Star Wars/Star Trek were originally only meant to be entertaining films/shows. The problems didn't really arise until people demanded "canon lore". If you want to make it all fit, it's practically like trying to square a circle.
 

lewpuls

Hero
Maybe. Or it could be that this wasn't done because such a maneuver only had a tiny chance of actually working (and this was the rare instance in which it did). It could also be that it requires something with a comparable mass, so tiny hyperspace missiles (or, say, hyperspace-ramming X-wings at the Death Star) wouldn't work because the gravity shadow of a ship with a much larger mass would harmlessly shred the missile or the fighter, etc....
These are excuses, not believable reasons. Small chance of working? Space combat is at close quarters - easy to hit something when you're miles away or less. "Gravity shadow" (what?), just have varied size missiles. Virtually every comment I've ever seen about the fiasco of the hyperspace attack remarks that it breaks the setting.
 


MarkB

Legend
These are excuses, not believable reasons.

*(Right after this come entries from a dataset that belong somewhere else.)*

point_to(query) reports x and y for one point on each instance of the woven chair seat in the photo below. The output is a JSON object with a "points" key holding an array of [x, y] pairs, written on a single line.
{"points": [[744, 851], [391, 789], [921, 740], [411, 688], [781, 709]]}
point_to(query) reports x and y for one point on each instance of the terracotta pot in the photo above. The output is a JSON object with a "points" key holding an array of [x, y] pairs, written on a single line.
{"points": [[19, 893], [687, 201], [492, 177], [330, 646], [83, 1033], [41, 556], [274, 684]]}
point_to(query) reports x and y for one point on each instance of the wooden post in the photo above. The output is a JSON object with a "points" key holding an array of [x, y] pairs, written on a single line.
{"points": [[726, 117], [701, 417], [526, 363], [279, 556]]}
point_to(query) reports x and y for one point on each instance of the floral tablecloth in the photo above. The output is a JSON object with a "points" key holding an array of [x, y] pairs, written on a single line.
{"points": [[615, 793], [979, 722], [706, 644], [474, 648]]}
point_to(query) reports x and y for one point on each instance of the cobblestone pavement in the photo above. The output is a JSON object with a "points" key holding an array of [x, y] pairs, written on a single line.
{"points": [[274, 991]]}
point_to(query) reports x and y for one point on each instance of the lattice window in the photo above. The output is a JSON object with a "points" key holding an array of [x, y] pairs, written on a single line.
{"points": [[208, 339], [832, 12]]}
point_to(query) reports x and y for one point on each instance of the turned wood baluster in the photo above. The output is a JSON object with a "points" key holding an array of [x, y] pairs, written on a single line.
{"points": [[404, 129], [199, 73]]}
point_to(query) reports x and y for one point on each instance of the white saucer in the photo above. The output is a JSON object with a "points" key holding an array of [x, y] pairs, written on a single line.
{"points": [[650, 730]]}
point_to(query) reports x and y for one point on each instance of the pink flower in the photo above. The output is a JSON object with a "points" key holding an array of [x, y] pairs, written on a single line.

Small chance of working? Space combat is at close quarters - easy to hit something when you're miles away or less. "Gravity shadow" (what?), just have varied size missiles. Virtually every comment I've ever seen about the fiasco of the hyperspace attack remarks that it breaks the setting.
Maybe there's simply a minimum size. You need at least something close to the size, power and durability of the Raddus as your sacrifice ship, and you need to be targeting something in the size class of the Supremacy - and then you still need to get lucky.

The point is, we saw it done once, under a particular set of circumstances. That doesn't mean it can be done routinely, under different circumstances.